でも、波形は間違いなく心房細動。油断は禁物だ。
すぐに先輩に報告して、医師へ連絡。
そこから、血栓予防のためのヘパリン点滴と、脱水対策として補液が始まった。
そして――朝。
「……サイナスに戻ってる……!」
モニターには、整ったリズムが戻っていた。
あの特徴的な3つの山が、規則正しく並んでいる。
数時間前の乱れた波形が嘘のようだった。
あとで医師から聞いた話によると、今回の原因は脱水。
術後だった彼には、余分な水を排出する薬(利尿剤)が使われていた。
しかも、本人が「トイレが面倒」と言って水分をほとんど取っていなかったという。
「利尿剤を使って、水を飲まない……それじゃ脱水にもなるわけだ」
水分不足で心臓のリズムが乱れるなんて、正直思いもしなかった。
(ただの線にしか見えなかった波形に、命のサインが詰まってたなんて……)
俺はしばらく、じっと画面を見つめていた。
* * *
ナースステーションに戻ると、声をかけられた。
「葛城くん、お疲れさま」
顔を上げると、笑顔の佐伯さんがそこに立っていた。
「新人なのに、ちゃんと気づいたんだって? すごいね、偉いよ」
「えっ……あ、ありがとうございます……」
緊張と汗でぐちゃぐちゃな俺とは違い、彼女はいつもどおりキラキラしていた。
「先生も言ってたよ。
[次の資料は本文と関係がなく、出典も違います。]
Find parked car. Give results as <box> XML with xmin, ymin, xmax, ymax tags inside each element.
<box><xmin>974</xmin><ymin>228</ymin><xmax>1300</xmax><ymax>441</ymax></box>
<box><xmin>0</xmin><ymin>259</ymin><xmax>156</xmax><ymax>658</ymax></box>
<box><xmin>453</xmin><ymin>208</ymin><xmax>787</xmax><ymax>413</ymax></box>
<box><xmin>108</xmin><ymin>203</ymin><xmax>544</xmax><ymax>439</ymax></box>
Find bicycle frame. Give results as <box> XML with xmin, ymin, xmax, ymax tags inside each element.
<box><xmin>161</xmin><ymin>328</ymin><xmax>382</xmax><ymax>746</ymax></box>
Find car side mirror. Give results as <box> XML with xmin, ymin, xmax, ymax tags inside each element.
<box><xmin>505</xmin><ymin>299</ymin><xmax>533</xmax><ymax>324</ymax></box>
“看護師さんが早く見つけてくれて助かった”って。点滴が早く始められて、血栓もできなかったって」
「……本当に、よかったです」
自分が役に立てた。
その実感が、胸の奥にじんわりと広がっていく。
「ね、少し自信ついたでしょ?」
「……はい。少し、ですけど」
その返事に、彼女はやさしく笑った。
「その“少し”が大事なの。自信は、そうやって育てていくんだから」
「今日のこと、ちゃんと覚えておいて。きっとまた役に立つ日が来るからね」
(……よし、俺、やったぞ)
そう思っていた、そのとき。
「――ってことで、それ、完全に私のおかげよねー?」
どこからともなく響いてくる軽やかな声。
……出たな。
振り向くと、白衣を翻した“例の幽霊”がドヤ顔で立っていた。
「いや〜、さっすが私! 指導力、神がかってるわぁ。
新人でもここまで読めるようになるなんて……我ながら優秀!」
「……あの、褒めるなら少しは俺にも……」
完全にスルーして、彼女は続ける。
「でもさ、改めて思ったけど、心房細動の波形って……いいわよね〜!」
「いい……?」
「だって、あの不規則にザワザワした感じ!
ちょっと危なっかしくて、でも目が離せない……」
目をキラキラさせながら熱弁をふるう彼女に、俺は戸惑いを隠せなかった。
「整ってない美しさってあるじゃない?
規則正しい波も好きだけど、あのカオス……混沌の中に宿る命の音! 最高!」
「カオスの中に命の音……」
「そう! 心の荒波って感じ! 必死に鼓動してるその姿……尊いのよ!!」
「いや、ただの不整脈ですからね!? 放っといたらマジで危険なんだからな!?」
「でもその“危なさ”が……って、ちょっと! どこ行くのよ葛城くん!」
「もういい!! 余韻くらい味わわせて!!」
⸻
こうして――
はじめて心電図を「読めた」と思えた夜勤が、静かに終わった。
ただの波にしか見えなかった“心臓の声”が、少しだけ聞こえるようになった気がする。
これは、まだ小さな一歩。
けれど、その一歩が、俺に“心電図で命を守る”ということの意味を教えてくれた。
そしてきっと、次の一歩が――
俺を、さらに深い鼓動の世界へと導いていく。